This week has been quite strange in forex trading. The risk factor played a major role in trading. But at least the behavior following the NFP release was normal.
On Tuesday, Pending Home Sales in the US were quite high, much better than expected. Instead of being unchanged, the figure rose by 6.3%. Such a good figure in the US usually results in stronger dollar. In other cases, data can be ignored.
But in this case, the dollar fell (!) immediately after the release. I was arguing that the data is just ignored, and the downtrend of the dollar, that began before the release just continued.
Well, my commenters corrected me: the data was not ignored, it was just interpreted differently. In days of crisis like these, good economic news mean stability, which in turn means that traders can take a risk on “less safe” currencies – Risk Appetite.
The US dollar and the Japanese Yen are considered “safe” currencies in times of trouble.
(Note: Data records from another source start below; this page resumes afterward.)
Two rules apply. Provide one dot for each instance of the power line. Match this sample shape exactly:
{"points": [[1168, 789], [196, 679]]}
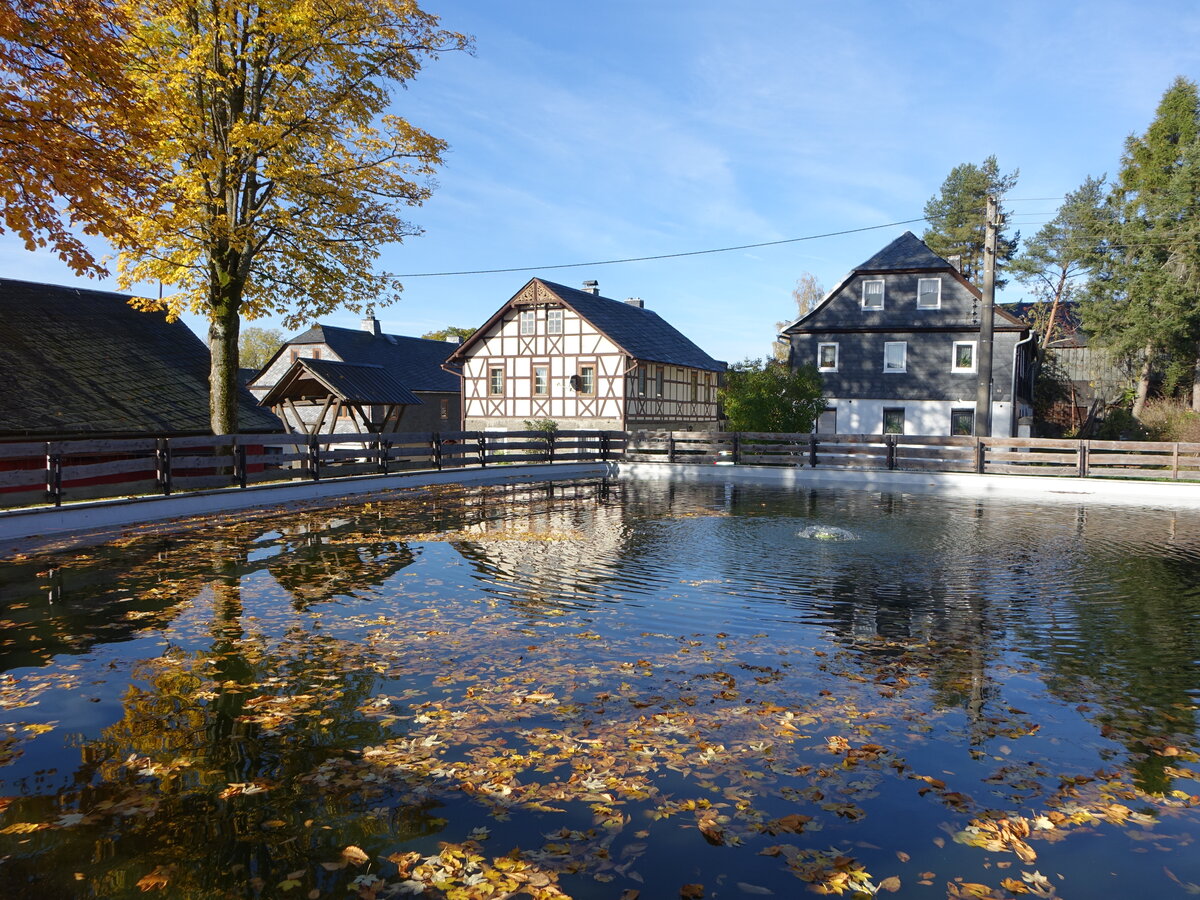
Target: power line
{"points": [[696, 252]]}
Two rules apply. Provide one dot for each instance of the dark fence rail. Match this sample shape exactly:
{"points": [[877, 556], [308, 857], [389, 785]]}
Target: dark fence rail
{"points": [[35, 473], [913, 453]]}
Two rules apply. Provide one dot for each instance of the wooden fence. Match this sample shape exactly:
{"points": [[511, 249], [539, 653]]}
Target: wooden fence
{"points": [[35, 473], [912, 453]]}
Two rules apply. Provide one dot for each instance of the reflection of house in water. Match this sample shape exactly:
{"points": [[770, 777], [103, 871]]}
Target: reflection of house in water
{"points": [[341, 558], [551, 543]]}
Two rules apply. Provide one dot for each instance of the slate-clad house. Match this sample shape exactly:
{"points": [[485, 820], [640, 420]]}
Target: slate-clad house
{"points": [[897, 345], [84, 364], [334, 379], [586, 361]]}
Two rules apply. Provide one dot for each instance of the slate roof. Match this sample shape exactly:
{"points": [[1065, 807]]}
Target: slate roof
{"points": [[905, 252], [414, 361], [354, 383], [81, 363], [641, 333]]}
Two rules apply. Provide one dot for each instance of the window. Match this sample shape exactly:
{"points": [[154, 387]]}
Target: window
{"points": [[873, 294], [827, 358], [961, 421], [964, 357], [893, 420], [929, 293], [895, 357]]}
So, if the news would be bad in the US, the dollar would have strengthened – Risk Aversion.
By the way, also Monday’s ISM figure caused the same risk aversion behavior.
Non Farm Payrolls Change
Well, after learning the lesson of risk, Friday’s Non Farm Payrolls came out really bad, 598,000, much worse than consensus, and much worse than my optimistic forecast for January 2009’s NFP.
This made the tables turn. Against the dollar, and back to “normal behavior”. The dollar lost ground across the board.
The strongest impact was felt on the Canadian dollar. USD/CAD leaped above a resistance line of 1.25. This happened after employment data in Canada was much worse than expected. But this collapse of the Canadian dollar didn’t hold as NFP was released. USD/CAD fell by more than 300 pips, and even broke the support line of 1.22.
Another notable currency pair that made a big move is NZD/USD. I’m following this pair, after seeing it dive below support 0f 0.5150. Well, also here, NFP took it way above the (now) resistance line, and NZD/USD skyrocketed to 0.5315.